The Museum's role is both to preserve and utilise the collections. Leaving collections unused involves a certain risk, using them increases the risk. One way of determining a responsible balance of resources might be to pay more attention to high-risk areas. Another might be to pay more attention to high use areas, that is, high exposure to the public.
Temporary exhibitions score well on both counts. This is why many conservators find themselves heavily involved in minimising risk at key stages in the planning and execution of temporary displays. This means giving much attention to a small number of objects and thus less attention to the bulk of the collections. This might be considered irresponsible. It can be made to sound criminally negligent if you choose to see it as giving more attention to a small number of someone else's objects and thus less attention to the bulk of our collections. However, if the Museum is to act as a responsible borrower it has an obligation to ensure that objects we request are in a fit state to travel to us and that we can provide a suitable environment for their protection when they arrive.
The next major exhibition at the V&A, celebrating the life and work of William Morris, involves bringing objects from environments that are radically different from that provided by the Museum, and from institutions that do not have automatic access to curatorial or conservation guidance on suitability to travel. The Conservation Department has a responsibility that starts early in the planning and extends physically to the source of the objects as well as their final venue.

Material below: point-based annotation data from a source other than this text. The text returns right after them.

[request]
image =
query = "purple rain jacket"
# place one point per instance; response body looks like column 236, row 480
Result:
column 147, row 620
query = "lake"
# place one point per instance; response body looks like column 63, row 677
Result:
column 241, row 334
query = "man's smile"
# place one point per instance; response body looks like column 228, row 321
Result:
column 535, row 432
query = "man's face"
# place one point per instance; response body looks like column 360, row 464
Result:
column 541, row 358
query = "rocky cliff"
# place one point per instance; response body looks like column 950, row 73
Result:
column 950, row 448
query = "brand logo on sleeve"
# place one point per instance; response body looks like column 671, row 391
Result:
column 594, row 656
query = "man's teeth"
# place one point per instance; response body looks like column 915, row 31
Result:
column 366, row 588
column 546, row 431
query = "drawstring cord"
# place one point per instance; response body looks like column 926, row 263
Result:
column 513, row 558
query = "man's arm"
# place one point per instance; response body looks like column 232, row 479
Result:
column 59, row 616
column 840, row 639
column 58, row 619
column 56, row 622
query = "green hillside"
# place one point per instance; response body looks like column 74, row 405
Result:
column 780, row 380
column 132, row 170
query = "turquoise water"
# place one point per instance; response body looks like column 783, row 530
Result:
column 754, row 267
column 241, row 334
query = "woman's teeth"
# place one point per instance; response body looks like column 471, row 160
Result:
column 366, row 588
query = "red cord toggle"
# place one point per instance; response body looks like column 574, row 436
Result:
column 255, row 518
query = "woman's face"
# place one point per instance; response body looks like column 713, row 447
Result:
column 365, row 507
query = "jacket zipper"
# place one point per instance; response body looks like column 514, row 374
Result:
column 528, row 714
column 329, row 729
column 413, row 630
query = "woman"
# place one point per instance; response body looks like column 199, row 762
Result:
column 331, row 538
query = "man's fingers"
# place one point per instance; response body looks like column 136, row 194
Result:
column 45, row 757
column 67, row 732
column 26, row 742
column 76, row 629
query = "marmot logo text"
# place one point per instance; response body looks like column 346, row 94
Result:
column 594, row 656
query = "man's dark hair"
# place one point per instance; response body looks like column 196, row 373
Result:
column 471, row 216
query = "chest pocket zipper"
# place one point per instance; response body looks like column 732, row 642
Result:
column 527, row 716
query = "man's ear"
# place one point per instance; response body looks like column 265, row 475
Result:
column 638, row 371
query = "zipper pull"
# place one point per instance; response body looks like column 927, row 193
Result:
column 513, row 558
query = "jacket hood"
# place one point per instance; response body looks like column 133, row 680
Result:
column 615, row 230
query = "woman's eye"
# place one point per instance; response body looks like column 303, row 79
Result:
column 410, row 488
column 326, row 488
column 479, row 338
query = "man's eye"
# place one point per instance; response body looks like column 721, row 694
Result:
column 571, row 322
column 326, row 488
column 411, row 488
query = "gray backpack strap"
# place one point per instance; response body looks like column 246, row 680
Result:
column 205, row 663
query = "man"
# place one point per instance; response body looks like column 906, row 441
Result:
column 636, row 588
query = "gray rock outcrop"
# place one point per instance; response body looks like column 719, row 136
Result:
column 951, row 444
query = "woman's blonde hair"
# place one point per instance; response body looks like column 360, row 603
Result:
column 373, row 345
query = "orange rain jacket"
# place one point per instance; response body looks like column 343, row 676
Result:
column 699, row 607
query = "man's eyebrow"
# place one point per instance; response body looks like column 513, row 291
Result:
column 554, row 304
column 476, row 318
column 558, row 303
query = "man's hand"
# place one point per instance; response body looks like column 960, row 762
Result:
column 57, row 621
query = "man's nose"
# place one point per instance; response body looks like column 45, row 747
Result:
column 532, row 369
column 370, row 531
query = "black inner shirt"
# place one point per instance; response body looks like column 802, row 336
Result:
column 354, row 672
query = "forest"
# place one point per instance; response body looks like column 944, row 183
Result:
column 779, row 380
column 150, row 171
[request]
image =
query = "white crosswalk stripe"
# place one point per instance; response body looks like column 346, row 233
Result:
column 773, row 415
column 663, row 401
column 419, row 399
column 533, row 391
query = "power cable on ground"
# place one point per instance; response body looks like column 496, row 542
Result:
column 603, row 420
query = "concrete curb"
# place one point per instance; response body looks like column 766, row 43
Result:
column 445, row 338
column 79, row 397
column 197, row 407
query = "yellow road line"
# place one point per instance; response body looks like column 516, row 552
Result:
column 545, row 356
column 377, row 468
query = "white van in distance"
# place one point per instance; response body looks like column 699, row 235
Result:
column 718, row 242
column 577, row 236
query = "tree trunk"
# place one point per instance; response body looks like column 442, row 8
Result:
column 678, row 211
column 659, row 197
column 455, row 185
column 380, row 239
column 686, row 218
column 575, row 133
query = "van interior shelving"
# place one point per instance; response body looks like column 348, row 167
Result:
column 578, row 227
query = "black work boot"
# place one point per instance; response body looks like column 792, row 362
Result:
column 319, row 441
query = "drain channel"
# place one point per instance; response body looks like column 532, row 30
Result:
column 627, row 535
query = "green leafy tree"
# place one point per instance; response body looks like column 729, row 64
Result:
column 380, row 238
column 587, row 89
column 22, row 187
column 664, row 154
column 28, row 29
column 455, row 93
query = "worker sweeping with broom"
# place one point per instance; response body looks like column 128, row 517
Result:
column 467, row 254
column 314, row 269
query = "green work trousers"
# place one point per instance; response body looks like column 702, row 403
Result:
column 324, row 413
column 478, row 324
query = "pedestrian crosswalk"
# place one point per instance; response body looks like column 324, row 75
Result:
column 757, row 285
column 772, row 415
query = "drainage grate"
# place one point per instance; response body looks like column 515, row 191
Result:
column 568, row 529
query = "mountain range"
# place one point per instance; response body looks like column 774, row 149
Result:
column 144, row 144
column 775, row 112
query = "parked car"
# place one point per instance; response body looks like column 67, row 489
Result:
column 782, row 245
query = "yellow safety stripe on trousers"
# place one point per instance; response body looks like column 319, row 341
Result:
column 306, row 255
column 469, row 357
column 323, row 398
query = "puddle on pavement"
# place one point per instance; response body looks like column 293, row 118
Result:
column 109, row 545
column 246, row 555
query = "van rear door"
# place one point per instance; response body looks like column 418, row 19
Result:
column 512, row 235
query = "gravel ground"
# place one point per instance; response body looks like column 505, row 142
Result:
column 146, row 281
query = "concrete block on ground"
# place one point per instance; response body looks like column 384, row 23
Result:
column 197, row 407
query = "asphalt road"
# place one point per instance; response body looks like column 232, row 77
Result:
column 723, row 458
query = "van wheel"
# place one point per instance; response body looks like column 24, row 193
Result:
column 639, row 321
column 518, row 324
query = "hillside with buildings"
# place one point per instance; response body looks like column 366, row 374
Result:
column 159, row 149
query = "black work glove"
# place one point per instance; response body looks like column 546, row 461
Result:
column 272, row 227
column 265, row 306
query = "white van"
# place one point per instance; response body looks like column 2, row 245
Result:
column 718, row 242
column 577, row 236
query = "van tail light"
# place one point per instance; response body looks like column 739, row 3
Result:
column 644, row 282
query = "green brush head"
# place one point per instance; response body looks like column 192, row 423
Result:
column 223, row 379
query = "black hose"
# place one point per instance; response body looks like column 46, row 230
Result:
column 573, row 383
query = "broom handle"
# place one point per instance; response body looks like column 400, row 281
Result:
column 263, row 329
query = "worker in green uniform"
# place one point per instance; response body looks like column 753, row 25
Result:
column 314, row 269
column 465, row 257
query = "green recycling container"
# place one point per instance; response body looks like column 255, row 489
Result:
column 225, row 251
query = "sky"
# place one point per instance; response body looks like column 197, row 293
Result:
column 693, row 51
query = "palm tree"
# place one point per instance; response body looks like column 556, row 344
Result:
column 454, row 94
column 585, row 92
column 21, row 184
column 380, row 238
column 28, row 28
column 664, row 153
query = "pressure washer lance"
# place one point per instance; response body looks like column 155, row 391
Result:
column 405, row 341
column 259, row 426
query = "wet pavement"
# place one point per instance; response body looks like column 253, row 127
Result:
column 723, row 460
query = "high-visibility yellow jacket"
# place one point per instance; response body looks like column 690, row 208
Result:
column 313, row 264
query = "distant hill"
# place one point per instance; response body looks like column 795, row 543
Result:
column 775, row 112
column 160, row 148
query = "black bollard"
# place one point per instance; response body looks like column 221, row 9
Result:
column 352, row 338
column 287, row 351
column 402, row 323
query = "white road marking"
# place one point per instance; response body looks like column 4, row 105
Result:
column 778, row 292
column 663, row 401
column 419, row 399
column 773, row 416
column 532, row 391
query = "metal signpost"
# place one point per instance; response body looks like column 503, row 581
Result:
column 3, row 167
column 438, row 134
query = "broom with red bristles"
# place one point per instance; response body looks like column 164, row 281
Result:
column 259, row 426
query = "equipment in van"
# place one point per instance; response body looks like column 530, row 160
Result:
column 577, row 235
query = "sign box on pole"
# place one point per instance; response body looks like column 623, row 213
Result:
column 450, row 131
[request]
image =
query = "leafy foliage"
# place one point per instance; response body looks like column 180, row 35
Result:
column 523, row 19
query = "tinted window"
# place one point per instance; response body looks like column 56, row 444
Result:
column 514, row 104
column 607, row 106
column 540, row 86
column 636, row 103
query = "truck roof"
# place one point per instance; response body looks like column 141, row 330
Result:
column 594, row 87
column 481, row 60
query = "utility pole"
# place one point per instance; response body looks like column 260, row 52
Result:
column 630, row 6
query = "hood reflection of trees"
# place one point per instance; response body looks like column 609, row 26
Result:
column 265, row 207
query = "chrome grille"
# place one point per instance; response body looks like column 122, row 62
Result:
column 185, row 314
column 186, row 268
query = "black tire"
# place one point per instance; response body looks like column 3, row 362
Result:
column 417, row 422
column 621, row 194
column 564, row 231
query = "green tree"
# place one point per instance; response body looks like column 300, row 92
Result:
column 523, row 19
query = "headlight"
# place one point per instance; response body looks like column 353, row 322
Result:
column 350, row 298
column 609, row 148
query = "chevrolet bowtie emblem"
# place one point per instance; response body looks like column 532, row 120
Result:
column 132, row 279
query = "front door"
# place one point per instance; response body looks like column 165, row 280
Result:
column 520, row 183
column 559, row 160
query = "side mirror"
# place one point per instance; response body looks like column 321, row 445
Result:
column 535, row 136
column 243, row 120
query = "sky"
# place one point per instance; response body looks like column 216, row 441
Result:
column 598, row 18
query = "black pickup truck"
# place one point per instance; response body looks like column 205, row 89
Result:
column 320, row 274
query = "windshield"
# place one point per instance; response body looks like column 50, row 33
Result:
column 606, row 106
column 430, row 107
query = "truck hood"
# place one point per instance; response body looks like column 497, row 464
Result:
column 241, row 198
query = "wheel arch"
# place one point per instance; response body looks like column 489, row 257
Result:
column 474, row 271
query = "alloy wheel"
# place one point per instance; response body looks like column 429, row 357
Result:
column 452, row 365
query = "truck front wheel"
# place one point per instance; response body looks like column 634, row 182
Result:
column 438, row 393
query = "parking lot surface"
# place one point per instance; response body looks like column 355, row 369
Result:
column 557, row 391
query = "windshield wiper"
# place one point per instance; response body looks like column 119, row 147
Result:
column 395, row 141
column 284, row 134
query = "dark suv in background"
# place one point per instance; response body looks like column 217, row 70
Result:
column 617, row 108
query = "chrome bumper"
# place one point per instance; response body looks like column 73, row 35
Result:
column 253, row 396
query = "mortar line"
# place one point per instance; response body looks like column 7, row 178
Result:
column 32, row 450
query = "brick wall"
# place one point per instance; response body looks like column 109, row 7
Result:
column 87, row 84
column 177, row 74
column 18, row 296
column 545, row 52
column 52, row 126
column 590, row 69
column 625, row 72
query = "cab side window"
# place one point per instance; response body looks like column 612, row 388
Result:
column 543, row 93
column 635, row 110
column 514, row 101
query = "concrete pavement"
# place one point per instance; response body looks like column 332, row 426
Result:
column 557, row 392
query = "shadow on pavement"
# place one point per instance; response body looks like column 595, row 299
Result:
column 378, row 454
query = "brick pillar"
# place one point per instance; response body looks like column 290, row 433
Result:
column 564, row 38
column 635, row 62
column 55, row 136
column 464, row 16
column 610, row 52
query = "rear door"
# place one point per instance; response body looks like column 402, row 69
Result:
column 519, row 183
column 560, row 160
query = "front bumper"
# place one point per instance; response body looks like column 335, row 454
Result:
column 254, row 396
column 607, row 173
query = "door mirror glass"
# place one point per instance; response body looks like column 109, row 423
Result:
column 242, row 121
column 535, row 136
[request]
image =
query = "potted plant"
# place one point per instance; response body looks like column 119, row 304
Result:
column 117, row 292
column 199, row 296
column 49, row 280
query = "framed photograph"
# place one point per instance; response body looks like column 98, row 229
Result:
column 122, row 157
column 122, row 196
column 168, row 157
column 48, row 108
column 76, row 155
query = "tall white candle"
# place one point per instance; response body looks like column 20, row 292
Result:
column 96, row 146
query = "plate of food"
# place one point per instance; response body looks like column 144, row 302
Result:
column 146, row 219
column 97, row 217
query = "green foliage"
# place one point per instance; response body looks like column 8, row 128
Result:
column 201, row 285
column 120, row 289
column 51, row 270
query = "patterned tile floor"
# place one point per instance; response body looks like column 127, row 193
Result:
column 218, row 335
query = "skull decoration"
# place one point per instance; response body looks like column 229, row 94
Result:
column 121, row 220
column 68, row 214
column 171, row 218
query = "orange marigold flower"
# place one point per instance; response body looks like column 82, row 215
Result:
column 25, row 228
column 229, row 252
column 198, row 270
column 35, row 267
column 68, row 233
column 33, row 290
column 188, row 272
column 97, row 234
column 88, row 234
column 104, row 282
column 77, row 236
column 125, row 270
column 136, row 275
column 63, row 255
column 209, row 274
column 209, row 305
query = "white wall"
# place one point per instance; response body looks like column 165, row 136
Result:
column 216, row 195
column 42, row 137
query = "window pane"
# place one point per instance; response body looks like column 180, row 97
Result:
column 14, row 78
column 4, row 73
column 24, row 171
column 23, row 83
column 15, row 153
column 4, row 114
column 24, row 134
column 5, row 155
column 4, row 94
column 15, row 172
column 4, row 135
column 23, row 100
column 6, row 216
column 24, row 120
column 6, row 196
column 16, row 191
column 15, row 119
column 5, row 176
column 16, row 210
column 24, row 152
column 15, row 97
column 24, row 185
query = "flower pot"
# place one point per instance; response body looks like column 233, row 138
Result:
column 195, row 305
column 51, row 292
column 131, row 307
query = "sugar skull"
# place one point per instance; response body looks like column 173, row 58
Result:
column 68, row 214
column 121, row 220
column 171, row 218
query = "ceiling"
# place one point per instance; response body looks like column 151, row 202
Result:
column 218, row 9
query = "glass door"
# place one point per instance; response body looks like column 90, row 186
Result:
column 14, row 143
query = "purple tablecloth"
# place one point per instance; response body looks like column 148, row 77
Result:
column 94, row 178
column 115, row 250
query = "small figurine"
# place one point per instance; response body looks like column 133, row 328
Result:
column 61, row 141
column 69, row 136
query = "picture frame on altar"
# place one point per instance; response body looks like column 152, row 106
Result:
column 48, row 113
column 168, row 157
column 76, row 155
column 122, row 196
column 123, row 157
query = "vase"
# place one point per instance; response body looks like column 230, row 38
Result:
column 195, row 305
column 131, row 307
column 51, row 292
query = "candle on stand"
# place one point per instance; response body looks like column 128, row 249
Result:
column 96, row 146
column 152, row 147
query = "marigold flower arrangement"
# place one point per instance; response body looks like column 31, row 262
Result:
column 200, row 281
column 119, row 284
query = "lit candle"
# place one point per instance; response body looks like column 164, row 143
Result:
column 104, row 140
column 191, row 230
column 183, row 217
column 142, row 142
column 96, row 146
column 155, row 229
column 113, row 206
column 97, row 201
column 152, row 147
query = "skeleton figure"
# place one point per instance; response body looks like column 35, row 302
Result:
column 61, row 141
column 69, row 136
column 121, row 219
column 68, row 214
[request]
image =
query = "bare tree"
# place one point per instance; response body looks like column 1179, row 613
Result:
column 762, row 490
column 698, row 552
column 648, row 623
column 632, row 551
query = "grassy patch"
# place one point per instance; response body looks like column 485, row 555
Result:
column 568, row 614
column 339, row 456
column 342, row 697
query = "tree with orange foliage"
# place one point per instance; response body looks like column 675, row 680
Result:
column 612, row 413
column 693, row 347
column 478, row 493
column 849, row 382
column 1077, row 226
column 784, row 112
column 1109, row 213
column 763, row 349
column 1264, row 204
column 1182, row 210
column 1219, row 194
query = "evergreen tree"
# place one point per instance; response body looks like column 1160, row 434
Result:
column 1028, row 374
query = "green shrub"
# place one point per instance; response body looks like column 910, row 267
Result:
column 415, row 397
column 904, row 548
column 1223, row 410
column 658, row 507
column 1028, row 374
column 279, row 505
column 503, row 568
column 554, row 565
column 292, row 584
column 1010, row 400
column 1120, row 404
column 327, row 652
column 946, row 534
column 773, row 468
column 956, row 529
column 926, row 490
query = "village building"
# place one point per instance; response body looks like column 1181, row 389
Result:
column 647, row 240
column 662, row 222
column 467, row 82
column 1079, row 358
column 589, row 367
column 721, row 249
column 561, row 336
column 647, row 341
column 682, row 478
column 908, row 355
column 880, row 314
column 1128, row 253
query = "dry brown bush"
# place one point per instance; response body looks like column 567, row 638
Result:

We shall be quantifying and reviewing the Departmental resources that have been dedicated to this one project and looking for ways to compare the costs with the benefits.
In the light of rapidly diminishing funding from central government we shall also be looking at time and money dedicated to other activities such as research, teaching, and communications. We need to assess the value of our output in these areas. Even when we are convinced that what we do is an essential part of the mission of a national museum, and that we can do it well, we still need to look for cost savings and opportunities for income generation.
This journal is one of the main ways we communicate with the rest of the world, but there are alternative technologies such as the Internet which might be cheaper and more effective. This is why we are asking our readers what the value of the Journal is to them, and whether they value it enough to pay for it in its present form.